None of the published papers comments on the portions of KS and their dimensions. In the present study, we found that KS is remarkably thinner at the level of TS than in other portions (p < 0.05). The thickness of KS at the level of SSC is the same in males and females. The thickness at the level of HM is greatest than in other portions.
Methodology discussion
Cone-beam CT was introduced in mid 90 s and has been used, especially in dental and maxillofacial radiology. Although high-resolution CT is the gold standard in the imaging of the temporal bone, there is an increasing number of papers that report attempts to use CBCT in otorhinolaryngology [
8,
22] and imaging of the fine structures inside the temporal bone [
11], particularly when there is need for preoperative assessment of cochlear implantation, or postoperative follow-up. Cone-beam CT technique is still developing and it seems to be a promising method for the diagnostics of chronic otitis media, or traumatic lesions. What is more important, it can be offered to children due to low dose of radiation and rapid acquisition with high spatial resolution [
8]. However, when interpreting CBCT images one must remember that radiodensity cannot be measured reliably in Hounsfield units [
16].
For this reason, the use of CBCT may be one of the limitations of this study. The use of micro-CT might possibly improve the spatial resolution of images, but the studies based on this technique usually include smaller samples, and this method cannot be used for studying the temporal bone anatomy in living subjects.

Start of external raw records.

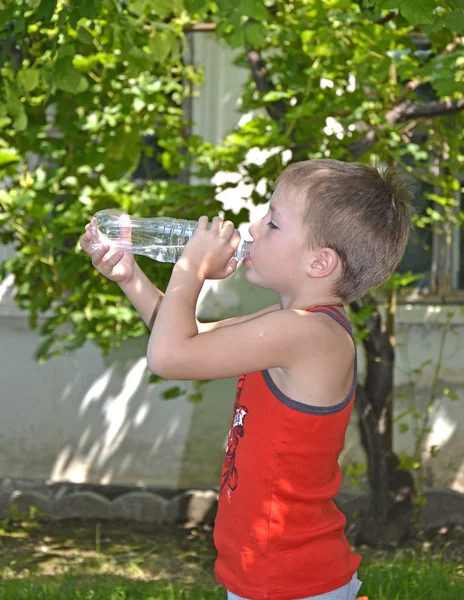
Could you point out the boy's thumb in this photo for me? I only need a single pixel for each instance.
(231, 267)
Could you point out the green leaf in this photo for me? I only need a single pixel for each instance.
(275, 95)
(254, 9)
(171, 393)
(255, 34)
(29, 79)
(196, 6)
(159, 48)
(8, 156)
(67, 78)
(451, 394)
(84, 36)
(455, 21)
(418, 12)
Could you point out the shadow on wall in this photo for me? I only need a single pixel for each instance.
(89, 418)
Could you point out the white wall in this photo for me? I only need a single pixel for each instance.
(89, 418)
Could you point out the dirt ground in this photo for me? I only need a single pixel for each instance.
(150, 552)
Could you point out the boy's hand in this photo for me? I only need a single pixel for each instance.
(116, 265)
(210, 250)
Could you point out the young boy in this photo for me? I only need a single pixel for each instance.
(333, 231)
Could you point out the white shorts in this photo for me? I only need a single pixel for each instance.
(346, 592)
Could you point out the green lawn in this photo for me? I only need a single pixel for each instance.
(120, 561)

Another possible limitation was the non-availability of clinical data. All examinations were performed for dental or maxillofacial indications. As the data had been anonymized prior to enrollment to the study, we were not able to collect the history of any ear diseases in examined patients. Only the images with visible pathologies could have been excluded from the studied population. This fact, however, limits the possibility of discussion with other papers in terms of clinical observations.